Digging Deep – Which miners are facing up to the low-carbon challenge?
CDPThis report updates CDP’s research and League Table for diversified miners, first published in November 2015. It ranks 12 of the largest publicly listed diversified miners(by market capitalization) on business readiness for a low-carbon economy transition. The companies in aggregate represent 66% of the global seaborne market in iron ore, 53% in copper, 42% in metallurgical coal and 28% in thermal coal.
Mining companies represent the start of the value chain for several sectors set to undergo significant change as part of the transition to a low-carbon economy including utilities, industrials and transport. This economy-wide transition represents opportunities through demand created for materials needed to drive carbon abatement; however, it also poses risks associated with shifts away from some incumbent commodity use.
There are four key areas assessed in the League Table, which are aligned with recommendations for company reporting from the G20 Financial Stability Board’s Task Force on Climate-related Financial Disclosures (TCFD): Transition risks: We assess companies’ earnings exposure to various commodities and estimate implied risks from downstream industry carbon regulation and changing demand patterns. We also rank companies on cost efficiency metrics such as energy and emissions intensity.
Physical risks: We map company asset level current and projected future (2030) indicators of water stress risk using WRI’s Aqueduct Water Risk Atlas. We compare this water stress exposure with companies’ water withdrawal intensity, use of water recycling, and water governance frameworks as a proxy for potential revenue disruption.
Transition opportunities: We assess companies’ progress and strategy in shifting towards a low-carbon economy by looking at CAPEX allocation across commodities, capital flexibility and innovative solutions such as smart and renewable energy infrastructure.

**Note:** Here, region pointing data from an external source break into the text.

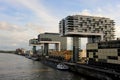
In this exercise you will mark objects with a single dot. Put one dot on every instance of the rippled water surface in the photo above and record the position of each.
(15, 67)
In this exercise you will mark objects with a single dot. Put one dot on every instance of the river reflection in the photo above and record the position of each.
(15, 67)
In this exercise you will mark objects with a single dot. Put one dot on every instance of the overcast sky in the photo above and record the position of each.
(21, 20)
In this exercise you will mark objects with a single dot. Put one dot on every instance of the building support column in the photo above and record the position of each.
(57, 46)
(46, 49)
(75, 49)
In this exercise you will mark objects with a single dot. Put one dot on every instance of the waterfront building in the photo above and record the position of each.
(54, 37)
(105, 54)
(95, 28)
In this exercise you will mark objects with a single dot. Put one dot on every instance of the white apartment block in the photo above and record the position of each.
(95, 28)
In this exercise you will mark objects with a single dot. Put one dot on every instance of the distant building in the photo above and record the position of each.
(105, 54)
(54, 37)
(95, 28)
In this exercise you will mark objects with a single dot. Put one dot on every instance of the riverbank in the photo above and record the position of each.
(15, 67)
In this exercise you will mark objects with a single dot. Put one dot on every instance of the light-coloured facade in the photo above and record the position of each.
(104, 52)
(95, 28)
(54, 37)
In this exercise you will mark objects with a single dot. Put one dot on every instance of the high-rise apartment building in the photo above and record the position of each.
(95, 28)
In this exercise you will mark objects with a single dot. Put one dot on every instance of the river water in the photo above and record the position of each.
(15, 67)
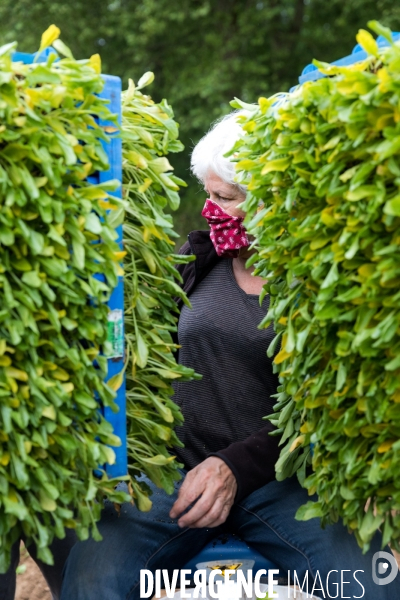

Climate governance and strategy: We analyze companies’ governance frameworks including emissions reduction targets, alignment of governance and remuneration structures with low-carbon objectives, and actions taken in supporting or opposing policies to achieve a low-carbon transition.
Key findings
- The mining sector shows signs of progress in its operational emissions management, reduced exposure to thermal coal and capital allocation in the context of a low-carbon transition.
- However, significant risks remain for the sector, as a supplier to emissions-intensive industries, from downstream regulation and changing consumption patterns.
- Operational emissions are on an improving trend as the miners come through their recent cost cutting exercise – 9 of 12 companies have taken steps to reduce the emissions intensity of operations.
- Around 45% of company capital expenditure is being spent on commodities which will benefit from low-carbon technologies such as copper and nickel; however, this is partially offset by 25% of CAPEX going on fossil fuels particularly oil & gas.
- The mining industry has significant potential exposure to carbon emissions regulation in its value chain where Scope 3 emissions from downstream customers is estimated at an average of 10x and up to 30x higher than operational emissions.
- Carbon pricing regulation is on the rise with China’s emissions trading scheme (ETS) likely is to be most disruptive to demand patterns of commodities – Chile introduced carbon pricing this year with Canada and South Africa coming on stream in 2018.
- China could play a pivotal role in the demand for “low-carbon” commodities and disrupt demand in the seaborne bulks as it adopts a leadership role in climate change regulation.
- Investor demands for greater transparency on climate risks will continue to test the sector where scenario planning is in its infancy and requires more standardized reporting against climate constrained pathways.
- By 2030, 27% of production and up to US$50bn of revenues is likely to be exposed to high levels of water stress risk. Miners are resorting to using greater amounts of seawater, desalination technology and water recycling to hedge against disruption to operations.
- Highest ranked companies are Vale, Boliden and BHP. Lowest ranked companies are Freeport-McMoRan, First Quantum Minerals and Vedanta Resources.
- Glencore was the largest gainer, Teck and Vedanta Resources had the largest falls in league table rankings relative to 2015.